With the easy access to atomic structure (and scattering) codes, it has become (rather) straightforward to generate atomic data for various parameters. However, such data may not be of any use and may often be confusing and misleading, because generating accurate and reliable data, which can be confidently applied for modelling or diagnostics of plasmas, is still difficult to produce as several checks and comparisons are required, particularly when the earlier available results are in paucity.
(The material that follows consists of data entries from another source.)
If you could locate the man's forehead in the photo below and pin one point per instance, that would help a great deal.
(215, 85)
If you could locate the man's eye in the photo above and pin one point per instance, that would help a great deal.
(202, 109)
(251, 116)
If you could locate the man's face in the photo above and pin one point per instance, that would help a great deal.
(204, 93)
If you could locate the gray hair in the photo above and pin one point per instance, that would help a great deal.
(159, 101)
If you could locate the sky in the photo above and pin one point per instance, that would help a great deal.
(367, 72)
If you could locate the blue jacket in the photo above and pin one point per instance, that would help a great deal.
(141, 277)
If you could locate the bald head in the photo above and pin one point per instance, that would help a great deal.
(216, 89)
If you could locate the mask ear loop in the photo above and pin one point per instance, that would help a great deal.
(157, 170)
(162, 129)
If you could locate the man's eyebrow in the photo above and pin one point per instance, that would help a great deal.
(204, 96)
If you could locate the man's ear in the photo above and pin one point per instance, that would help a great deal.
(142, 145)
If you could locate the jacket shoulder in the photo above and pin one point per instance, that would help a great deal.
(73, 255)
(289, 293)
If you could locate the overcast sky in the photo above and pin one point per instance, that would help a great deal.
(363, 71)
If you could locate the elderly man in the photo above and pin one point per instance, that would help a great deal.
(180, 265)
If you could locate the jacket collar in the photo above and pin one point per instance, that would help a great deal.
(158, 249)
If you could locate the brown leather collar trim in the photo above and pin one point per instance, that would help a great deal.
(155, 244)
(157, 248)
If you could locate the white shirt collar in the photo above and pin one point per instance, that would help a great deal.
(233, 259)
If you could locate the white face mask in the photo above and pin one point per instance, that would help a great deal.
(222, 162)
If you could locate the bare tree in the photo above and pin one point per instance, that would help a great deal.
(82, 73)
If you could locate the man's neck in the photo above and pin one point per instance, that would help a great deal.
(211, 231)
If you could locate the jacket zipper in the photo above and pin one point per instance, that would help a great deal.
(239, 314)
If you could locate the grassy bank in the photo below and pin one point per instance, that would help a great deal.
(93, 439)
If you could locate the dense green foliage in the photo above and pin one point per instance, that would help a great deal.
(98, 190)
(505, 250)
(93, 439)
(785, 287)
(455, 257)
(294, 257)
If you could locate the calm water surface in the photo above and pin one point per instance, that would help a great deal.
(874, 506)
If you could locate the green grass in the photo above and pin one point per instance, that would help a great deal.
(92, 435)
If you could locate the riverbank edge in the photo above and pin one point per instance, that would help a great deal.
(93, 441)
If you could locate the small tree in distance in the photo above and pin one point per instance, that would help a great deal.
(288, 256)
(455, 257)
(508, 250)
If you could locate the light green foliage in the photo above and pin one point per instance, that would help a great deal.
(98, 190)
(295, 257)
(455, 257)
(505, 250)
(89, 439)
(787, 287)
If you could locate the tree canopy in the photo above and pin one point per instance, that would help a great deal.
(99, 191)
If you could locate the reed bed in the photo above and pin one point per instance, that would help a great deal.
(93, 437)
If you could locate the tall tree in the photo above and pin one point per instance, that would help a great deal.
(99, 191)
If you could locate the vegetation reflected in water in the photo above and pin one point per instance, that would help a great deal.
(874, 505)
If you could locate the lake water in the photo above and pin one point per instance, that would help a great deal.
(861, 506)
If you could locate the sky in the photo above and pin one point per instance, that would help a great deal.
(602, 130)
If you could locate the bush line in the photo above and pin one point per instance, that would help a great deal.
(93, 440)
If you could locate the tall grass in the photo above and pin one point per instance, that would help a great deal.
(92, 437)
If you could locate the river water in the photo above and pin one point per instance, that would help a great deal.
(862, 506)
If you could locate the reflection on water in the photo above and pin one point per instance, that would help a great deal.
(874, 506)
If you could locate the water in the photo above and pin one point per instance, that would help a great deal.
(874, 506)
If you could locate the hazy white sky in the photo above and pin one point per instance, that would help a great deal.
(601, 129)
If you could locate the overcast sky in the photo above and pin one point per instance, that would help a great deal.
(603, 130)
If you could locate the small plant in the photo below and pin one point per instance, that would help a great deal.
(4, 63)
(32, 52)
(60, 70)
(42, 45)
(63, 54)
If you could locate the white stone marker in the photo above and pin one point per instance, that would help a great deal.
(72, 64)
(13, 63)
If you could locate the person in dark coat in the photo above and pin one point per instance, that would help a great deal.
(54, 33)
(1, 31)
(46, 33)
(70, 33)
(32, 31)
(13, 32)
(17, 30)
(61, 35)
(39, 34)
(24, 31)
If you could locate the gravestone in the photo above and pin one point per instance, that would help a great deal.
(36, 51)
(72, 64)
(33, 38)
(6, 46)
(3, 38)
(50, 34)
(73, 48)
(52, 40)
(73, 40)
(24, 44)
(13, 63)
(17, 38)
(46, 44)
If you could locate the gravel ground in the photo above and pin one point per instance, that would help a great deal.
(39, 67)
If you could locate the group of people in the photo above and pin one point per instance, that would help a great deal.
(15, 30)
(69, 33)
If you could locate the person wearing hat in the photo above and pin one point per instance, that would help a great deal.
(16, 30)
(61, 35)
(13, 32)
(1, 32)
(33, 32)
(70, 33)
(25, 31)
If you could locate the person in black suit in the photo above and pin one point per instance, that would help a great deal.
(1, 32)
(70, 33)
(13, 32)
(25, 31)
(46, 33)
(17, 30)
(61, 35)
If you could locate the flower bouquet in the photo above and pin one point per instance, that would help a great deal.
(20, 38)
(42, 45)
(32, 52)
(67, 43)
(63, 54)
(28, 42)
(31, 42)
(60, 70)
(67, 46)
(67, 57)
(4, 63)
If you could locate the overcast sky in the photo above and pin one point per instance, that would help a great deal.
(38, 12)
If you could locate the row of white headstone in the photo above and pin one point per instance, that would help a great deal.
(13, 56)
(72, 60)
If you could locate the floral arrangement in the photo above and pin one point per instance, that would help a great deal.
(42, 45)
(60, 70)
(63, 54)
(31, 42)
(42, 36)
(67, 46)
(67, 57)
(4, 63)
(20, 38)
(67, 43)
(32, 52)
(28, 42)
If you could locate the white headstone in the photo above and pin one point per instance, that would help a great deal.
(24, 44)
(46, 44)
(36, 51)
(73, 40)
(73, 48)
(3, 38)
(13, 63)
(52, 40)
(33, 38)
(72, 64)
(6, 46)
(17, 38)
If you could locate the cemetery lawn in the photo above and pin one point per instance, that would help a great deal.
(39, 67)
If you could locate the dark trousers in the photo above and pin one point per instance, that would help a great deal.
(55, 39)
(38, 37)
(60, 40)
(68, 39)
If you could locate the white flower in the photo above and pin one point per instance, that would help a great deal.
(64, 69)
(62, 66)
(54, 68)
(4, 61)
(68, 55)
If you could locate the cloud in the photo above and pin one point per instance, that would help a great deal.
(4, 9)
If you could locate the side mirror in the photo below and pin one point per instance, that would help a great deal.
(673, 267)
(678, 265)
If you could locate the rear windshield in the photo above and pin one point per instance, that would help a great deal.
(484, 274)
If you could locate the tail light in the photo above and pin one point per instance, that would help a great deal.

This is the main reason that large discrepancies, of orders of magnitude, are often observed in the reported data (for any ion), as noted here for Sc VI and highlighted earlier for many others in our earlier publications [11, 12]. Finally, for the benefit of the readers, we will like to note that the earlier reported results by El-Maaref and co-workers are in large errors for other ions also, as discussed and explained by us for S-like Mn X [13], Kr-like W XXXIX [14] and Zn-like W XLV [15].